This dissertation is structured chronologically as well as thematically. In my chapters, I trace the evolution of the China-Vietnam border in the seventeenth and eighteenth centuries in three aspects: diplomatic relations, local society in the borderlands, and border governance. In varied measure, the chapters reflect three perspectives, namely the view from the two courts, the view from local and translocal society, and the view from state representatives on active service in diplomacy and the border.
To reflect these various perspectives, I have combined the use of conventional as well as underused sources. In addition to the familiar court chronicles such as the Chinese Shilu and the Vietnamese Dai Viet Su Ky Toan Thu, I have mobilized embassy accounts, a tusi-domain local gazetteers, and Vietnamese local history sources such as local gazetteers and temple inscriptions to complicate and enrich my narrative.

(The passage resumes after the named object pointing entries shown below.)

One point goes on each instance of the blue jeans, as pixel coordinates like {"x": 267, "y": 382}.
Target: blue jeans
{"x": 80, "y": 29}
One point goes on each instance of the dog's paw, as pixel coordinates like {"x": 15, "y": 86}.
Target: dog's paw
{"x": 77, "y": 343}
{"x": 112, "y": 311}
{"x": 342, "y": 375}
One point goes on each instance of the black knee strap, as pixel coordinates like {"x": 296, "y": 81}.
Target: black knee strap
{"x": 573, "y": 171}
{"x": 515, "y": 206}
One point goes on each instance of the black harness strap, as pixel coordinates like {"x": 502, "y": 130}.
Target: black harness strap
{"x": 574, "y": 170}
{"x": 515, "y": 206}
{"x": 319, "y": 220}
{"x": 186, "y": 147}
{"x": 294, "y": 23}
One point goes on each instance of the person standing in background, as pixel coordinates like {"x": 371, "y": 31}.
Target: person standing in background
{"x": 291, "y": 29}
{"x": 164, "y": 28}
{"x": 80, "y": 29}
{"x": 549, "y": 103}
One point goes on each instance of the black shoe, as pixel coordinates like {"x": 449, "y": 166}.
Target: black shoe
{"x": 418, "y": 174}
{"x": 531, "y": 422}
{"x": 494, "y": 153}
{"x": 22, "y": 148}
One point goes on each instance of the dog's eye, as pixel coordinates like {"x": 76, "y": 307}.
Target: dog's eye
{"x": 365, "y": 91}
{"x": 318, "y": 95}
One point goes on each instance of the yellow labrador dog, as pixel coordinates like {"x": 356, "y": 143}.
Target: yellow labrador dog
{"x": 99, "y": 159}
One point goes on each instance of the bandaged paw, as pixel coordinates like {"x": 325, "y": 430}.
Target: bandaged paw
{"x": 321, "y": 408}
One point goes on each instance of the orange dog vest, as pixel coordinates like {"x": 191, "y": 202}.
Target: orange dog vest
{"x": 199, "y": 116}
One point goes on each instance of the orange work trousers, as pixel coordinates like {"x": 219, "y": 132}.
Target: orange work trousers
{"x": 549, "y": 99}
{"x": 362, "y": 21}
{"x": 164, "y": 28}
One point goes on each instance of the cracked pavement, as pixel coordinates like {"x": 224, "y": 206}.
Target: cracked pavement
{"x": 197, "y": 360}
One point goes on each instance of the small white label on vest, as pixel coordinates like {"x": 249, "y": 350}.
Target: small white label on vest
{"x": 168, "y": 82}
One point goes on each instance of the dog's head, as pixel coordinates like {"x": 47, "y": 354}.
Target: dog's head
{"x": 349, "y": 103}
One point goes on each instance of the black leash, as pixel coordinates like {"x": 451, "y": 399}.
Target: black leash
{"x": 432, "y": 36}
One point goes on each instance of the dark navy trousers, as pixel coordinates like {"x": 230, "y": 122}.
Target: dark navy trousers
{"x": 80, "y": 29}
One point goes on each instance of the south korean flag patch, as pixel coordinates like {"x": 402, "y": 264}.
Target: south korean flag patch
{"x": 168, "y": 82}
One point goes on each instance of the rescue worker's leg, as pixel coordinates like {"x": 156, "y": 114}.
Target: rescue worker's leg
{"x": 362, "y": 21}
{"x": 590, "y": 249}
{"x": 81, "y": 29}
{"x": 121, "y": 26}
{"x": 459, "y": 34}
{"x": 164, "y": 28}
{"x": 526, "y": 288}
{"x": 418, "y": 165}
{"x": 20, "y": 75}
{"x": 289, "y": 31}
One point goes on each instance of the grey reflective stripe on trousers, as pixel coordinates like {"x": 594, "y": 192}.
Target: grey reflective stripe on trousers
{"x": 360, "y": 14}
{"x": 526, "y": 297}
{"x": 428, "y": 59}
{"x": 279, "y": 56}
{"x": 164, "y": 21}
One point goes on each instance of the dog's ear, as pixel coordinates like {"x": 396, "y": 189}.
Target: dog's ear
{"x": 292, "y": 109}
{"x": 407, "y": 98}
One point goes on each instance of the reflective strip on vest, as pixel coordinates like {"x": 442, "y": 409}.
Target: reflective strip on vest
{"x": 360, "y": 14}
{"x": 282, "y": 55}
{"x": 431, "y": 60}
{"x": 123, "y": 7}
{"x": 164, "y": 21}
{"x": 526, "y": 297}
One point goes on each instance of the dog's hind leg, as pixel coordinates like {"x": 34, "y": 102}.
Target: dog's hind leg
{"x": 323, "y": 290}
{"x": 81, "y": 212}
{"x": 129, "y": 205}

In contrast to many studies of premodern international relations in East Asia, I argue here for the significance of horizontal, lateral dimensions within a hierarchical, asymmetric diplomatic relations. Specifically, I argue that border governance became a crucial area of common interest and collaboration between the Chinese and Vietnamese courts. Moreover, border governance and regulation of transborder movement grew in importance not only as a result of court policy, but also in relation to change in local society and crises in the neighboring state.